David Ignatius actually has a good column in today’s Washington Post. It’s built on two pillars. The first pillar is a look back to an interview he did with Scoop Jackson during the Iran Hostage Crisis in 1980.

The year was 1980. The Iranian revolution had toppled the shah’s regime, the Soviet Union had just invaded Afghanistan and the United States’ president, Jimmy Carter, was widely perceived as a weak leader. Looking for a sharp-edged evaluation of the situation, I decided to interview Sen. Henry M. Jackson, a leading hawk.

What Jackson (D-Wash.) said was surprising, even at a distance of nearly 35 years. Rather than demanding tougher statements or more saber-rattling, he said he worried about “overreaction” to events: “We appear to be going from one crisis to another,” with Washington dispensing “red-hot rhetoric at least once a week about the dire consequences of this or that or something else.”

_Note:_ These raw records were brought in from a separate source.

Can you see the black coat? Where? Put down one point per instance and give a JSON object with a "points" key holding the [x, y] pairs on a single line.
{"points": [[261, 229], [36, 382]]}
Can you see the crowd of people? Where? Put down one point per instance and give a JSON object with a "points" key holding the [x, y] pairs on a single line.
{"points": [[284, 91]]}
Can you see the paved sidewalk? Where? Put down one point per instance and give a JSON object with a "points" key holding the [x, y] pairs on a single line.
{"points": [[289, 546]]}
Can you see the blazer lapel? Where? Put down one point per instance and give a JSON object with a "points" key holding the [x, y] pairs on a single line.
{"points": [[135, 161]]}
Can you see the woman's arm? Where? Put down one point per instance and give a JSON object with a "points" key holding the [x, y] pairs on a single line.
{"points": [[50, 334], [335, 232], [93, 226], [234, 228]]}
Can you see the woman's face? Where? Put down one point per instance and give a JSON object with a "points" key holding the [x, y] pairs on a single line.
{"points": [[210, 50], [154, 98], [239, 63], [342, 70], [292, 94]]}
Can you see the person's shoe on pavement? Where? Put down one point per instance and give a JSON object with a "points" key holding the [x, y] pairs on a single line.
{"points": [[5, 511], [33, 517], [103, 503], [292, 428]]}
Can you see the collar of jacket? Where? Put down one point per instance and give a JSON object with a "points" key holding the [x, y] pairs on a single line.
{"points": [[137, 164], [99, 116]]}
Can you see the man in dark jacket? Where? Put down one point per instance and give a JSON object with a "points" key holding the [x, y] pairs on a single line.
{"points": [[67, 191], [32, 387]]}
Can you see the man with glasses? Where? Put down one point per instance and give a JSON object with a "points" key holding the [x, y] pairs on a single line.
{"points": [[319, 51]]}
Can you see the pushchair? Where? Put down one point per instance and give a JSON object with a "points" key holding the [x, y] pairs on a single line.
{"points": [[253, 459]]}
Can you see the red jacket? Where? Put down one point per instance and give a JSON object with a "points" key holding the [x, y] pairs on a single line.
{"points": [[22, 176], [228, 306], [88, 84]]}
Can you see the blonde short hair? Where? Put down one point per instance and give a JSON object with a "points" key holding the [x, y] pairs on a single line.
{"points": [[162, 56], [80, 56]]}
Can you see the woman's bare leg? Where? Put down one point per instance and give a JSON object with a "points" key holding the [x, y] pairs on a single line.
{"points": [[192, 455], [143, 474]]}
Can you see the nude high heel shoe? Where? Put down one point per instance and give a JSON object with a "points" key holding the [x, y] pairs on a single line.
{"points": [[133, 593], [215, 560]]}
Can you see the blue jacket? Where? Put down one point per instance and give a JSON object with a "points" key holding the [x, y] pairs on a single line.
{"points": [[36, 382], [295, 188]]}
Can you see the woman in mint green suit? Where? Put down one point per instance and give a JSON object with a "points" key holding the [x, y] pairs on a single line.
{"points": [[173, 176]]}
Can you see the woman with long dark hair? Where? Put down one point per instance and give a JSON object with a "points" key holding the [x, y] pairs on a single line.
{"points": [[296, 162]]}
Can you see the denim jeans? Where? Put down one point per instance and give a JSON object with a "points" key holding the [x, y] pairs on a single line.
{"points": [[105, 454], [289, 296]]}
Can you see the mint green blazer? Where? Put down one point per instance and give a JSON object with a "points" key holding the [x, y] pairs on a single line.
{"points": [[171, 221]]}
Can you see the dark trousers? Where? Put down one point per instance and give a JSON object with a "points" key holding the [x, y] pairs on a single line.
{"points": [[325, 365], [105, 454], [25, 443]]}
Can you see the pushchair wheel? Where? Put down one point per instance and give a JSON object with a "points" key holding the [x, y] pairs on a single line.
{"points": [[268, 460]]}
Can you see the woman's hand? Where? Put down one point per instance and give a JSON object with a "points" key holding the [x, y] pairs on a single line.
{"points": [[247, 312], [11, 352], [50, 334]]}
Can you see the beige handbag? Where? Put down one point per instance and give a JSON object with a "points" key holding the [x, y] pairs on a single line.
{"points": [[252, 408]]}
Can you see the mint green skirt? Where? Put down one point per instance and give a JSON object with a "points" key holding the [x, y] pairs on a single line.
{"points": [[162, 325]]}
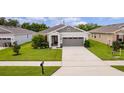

“We need to be prudent,” said Jackson, who was perhaps the most prominent Cold Warrior of his day. “There is a need for the U.S. to make careful decisions, stand by those decisions, and avoid sending false or conflicting signals” to U.S. allies or the Russians.

Jackson’s message, in essence, was “cool it.”

President Carter felt sufficiently egged on in an election year that he authorized Operation Eagle Claw, with disastrous results.

Ignatius’s second pillar is a contemporary interview with Robert Gates.

Gates said that Obama is correct to avoid loose talk about military options. “I’d even be cautious about sending warships into the Black Sea,” Gates explained. “It’s a threatening gesture, but if you’re not prepared to do something about it, it’s an empty gesture.”

I asked Gates what he thought about the criticism of Obama by McCain and Graham. “They’re egging him on” to take actions that may not be effective, Gates warned. He said he “discounted” their deeper argument that Obama had invited the Ukraine crisis by not taking a firmer stand on Syria or other foreign policy issues. Even if Obama had bombed Syria or kept troops in Iraq or otherwise shown a tougher face, “he still would have the same options in Ukraine. Putin would have the same high cards.”

This got me thinking about John McCain. He has recommended using military force repeatedly in situations where force (or his recommended level of force) was not ultimately used. He urged us to war in Georgia in 2008 when Bush was still the president, and he urged us to aggressively pursue regime change in Iran (2010), for greater involvement in Libya (2011), and to fight a war Syria (2012) .

Now he argues that Obama’s (and, by implication, Bush’s) refusal to use force (or adequate force) in those situations demonstrated fecklessness and sent a signal of weakness to Vlaidmir Putin which encouraged him to invade Crimea. Robert Gates completely dismissed that argument, but we ought to try to understand how it might be that McCain is correct. If we risked World War III by intervening in Georgia, perhaps Putin wouldn’t be so bold today (assuming he, and any of us were still alive). If we caused regime change in Iran, put boots on the ground in Libya, and occupied Syria, perhaps Putin would see us as crazy enough to push NATO into Ukraine, too.

But, think for a minute about how we would be perceived by the world if we had done all those things. Think about how strong our military threat would be if we were currently occupying Libya and Syria. If we had spent the last six years acting as lawless bloodthirsty madmen, maybe our foreign policy wouldn’t be considered feckless, but it wouldn’t have made us stronger or given us more loyal allies in Europe.